FEDERER ANCORA PERFETTO, VOLA IN SEMIFINALE DOLGOPOLOV

Tennis. Scoperta quale sarà la prima semifinale a Indian Wells. Roger Federer ha vinto ancora in due set (7-5 6-1) il proprio incontro, questa volta contro il sudafricano Kevin Anderson. Dall'altra parte della rete ci sarà uno splendido Alexandr Dolgopolov che ha vinto 6-3 6-4 contro Milos Raonic.

Tennis. Indian Wells. Il primo Master 1000 dell’anno è arrivato alla fase calda, e pazienza che alcuni dei nomi più attesi abbiano lasciato alla spicciolata il torneo, il pubblico questa notte ha avuto modo di gustarsi lo spettacolo offerto da alcuni splendidi protagonisti. Prima è stato il turno di un grandissimo Alexandr Dolgopolov, il quale dopo aver eliminato il nostro Fognini non ha avuto problemi ad eliminare anche il numero 11 del mondo, Milos Raonic. Nella tarda nottata è stato invece il turno di quello che sta tornando a tutti gli effetti il Fed-Express.

Roger Federer nei quarti di finale ha incontrato Kevin Anderson, già giustiziere di Wawrinka negli ottavi. Per il sudafricano – al primo quarto di finale di un Master 1000 – però la sfida con quello che soltanto sulla carta è lo svizzero numero 2 non è andata proprio come la precedente. Il match in pratica c’è stato solo nel primo set, in cui Roger ha fallito le solite quattro palle break prima di strappare il servizio al gigante avversario nel dodicesimo gioco. Il sudafricano ha avuto quindi il merito di restare attaccato all’avversario, chiudendo il parziale con lo stesso numero di vincenti, ma con ben sedici errori gratuiti segnale di quanto non sia sempre stato facile tenere lo scambio contro lo svizzero. Chi si aspettava partita anche nel secondo set è rimasto deluso: l’intenzione di Federer è stata quella di chiudere il prima possibile per preservare le energie in vista delle semifinali da giocare (singolare e doppio in coppia con Wawrinka). Pochi minuti, ventisei per la precisione, e i due si sono trovati a rete per stringersi la mano: il 5-0 iniziale è stato frutto di una grandissima partenza di Roger con Anderson che è stato capace di conquistare un solo game.

Nell’altro quarto di finale ad affrontarsi c’erano Alexandr Dolgopolov e Milos Raonic. Fabio Fognini, dopo la sfida contro Dolgo, ha raccontato di quanto sia difficile giocare contro l’ucraino perché, per l’azzurro, sembra quasi giocare a caso. Nessuna malignità dietro il commento di Fognini, anzi, sono arrivati tanti complimenti.
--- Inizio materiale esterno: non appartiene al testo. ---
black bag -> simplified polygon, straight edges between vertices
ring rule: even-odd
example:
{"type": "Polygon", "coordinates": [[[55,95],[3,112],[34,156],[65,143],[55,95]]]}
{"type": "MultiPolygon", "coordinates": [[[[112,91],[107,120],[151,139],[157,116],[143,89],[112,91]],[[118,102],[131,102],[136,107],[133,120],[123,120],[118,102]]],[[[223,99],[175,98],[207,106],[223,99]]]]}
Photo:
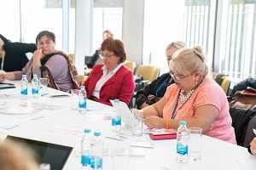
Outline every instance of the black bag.
{"type": "Polygon", "coordinates": [[[140,89],[144,88],[144,84],[143,82],[143,77],[140,75],[134,76],[134,81],[135,81],[135,92],[139,91],[140,89]]]}

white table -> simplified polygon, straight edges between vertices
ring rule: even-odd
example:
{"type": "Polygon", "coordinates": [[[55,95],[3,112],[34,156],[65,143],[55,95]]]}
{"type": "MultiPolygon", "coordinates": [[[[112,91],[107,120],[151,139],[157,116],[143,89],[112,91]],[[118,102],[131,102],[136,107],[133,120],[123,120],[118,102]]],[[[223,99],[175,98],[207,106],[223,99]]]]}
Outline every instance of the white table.
{"type": "MultiPolygon", "coordinates": [[[[76,151],[80,150],[79,137],[67,137],[61,135],[49,134],[49,132],[57,126],[73,127],[79,129],[90,128],[99,129],[103,137],[104,148],[113,148],[115,146],[129,146],[134,140],[142,140],[151,142],[155,144],[155,148],[143,148],[145,156],[143,157],[130,157],[129,169],[255,169],[256,157],[250,155],[246,148],[224,142],[208,136],[203,135],[202,138],[202,158],[201,162],[188,163],[177,163],[176,156],[176,140],[158,140],[154,141],[149,139],[148,134],[143,134],[143,137],[131,138],[125,141],[119,141],[104,138],[111,133],[111,121],[84,121],[84,116],[70,109],[70,97],[51,99],[49,96],[39,97],[38,99],[29,98],[21,99],[19,97],[11,99],[3,99],[3,94],[9,96],[20,94],[20,81],[14,81],[17,86],[16,88],[0,90],[1,103],[6,102],[5,105],[15,105],[17,104],[25,104],[37,102],[48,105],[55,105],[61,106],[55,110],[43,110],[37,114],[45,116],[37,120],[29,120],[26,118],[19,118],[17,115],[0,114],[0,138],[3,139],[7,134],[20,136],[36,140],[42,140],[54,144],[68,145],[73,147],[64,169],[73,170],[79,169],[80,157],[77,156],[76,151]],[[5,123],[18,123],[19,126],[6,130],[1,128],[5,123]]],[[[48,88],[48,93],[52,94],[65,94],[61,91],[48,88]]],[[[29,95],[31,95],[31,85],[29,84],[29,95]]],[[[110,114],[111,107],[88,100],[88,108],[97,108],[98,110],[89,111],[88,114],[110,114]]],[[[3,105],[0,105],[3,107],[3,105]]],[[[122,132],[131,134],[128,129],[123,128],[122,132]]],[[[104,169],[112,169],[112,158],[104,156],[104,169]]]]}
La verità è che Dolgopolov, schema o no, ha trovato una continuità e una solidità importante che gli consente di pensare in grande, insomma dopo che si battono il numero 1 del mondo, il numero 13 (appunto Foginini) e il numero 11, Raonic, sognare diventa lecito. Dolgopolov si è confermato uno dei giocatori più in forma del circuito e con la prima semifinale di un Master 1000 conquistata arriverà almeno alla posizione numero 23 del mondo, raggiungendo quella numero 8 nella race (la classifica che tiene conto solo dei risultati della stagione). I due set della sfida con Raonic hanno rispecchiato la maturità raggiunta: un break nel secondo gioco del primo set gli ha permesso di prendere il largo 3-0. Il vantaggio poi è rimasto inalterato visto che entrambi non hanno concesso nulla al servizio. Il secondo set ha invece messo in mostra la grinta dell’ucraino che sotto 3-0 (ha perso il servizio alla prima e unica palla break concessa) ha messo in piedi una grandissima rimonta con il canadese che invece ha perso il feeling con la sua arma migliore, il servizio appunto. Cinque game di fila (uno dei quali rimontando da 40-0) hanno permesso a Dolgopolov di andare a chiudere il set, e quindi il match, con il punteggio di 6-4.

Con ogni probabilità sarà una semifinale spettacolo quella che metterà di fronte Dolgopolov e Federer: la spinta e l’entusiasmo dell’ucraino, contro la solita classe e la condizione fisica dello svizzero, che non ha ancora perso set lungo tutto il torneo e che intanto si è ripreso la piazza numero 5 del mondo.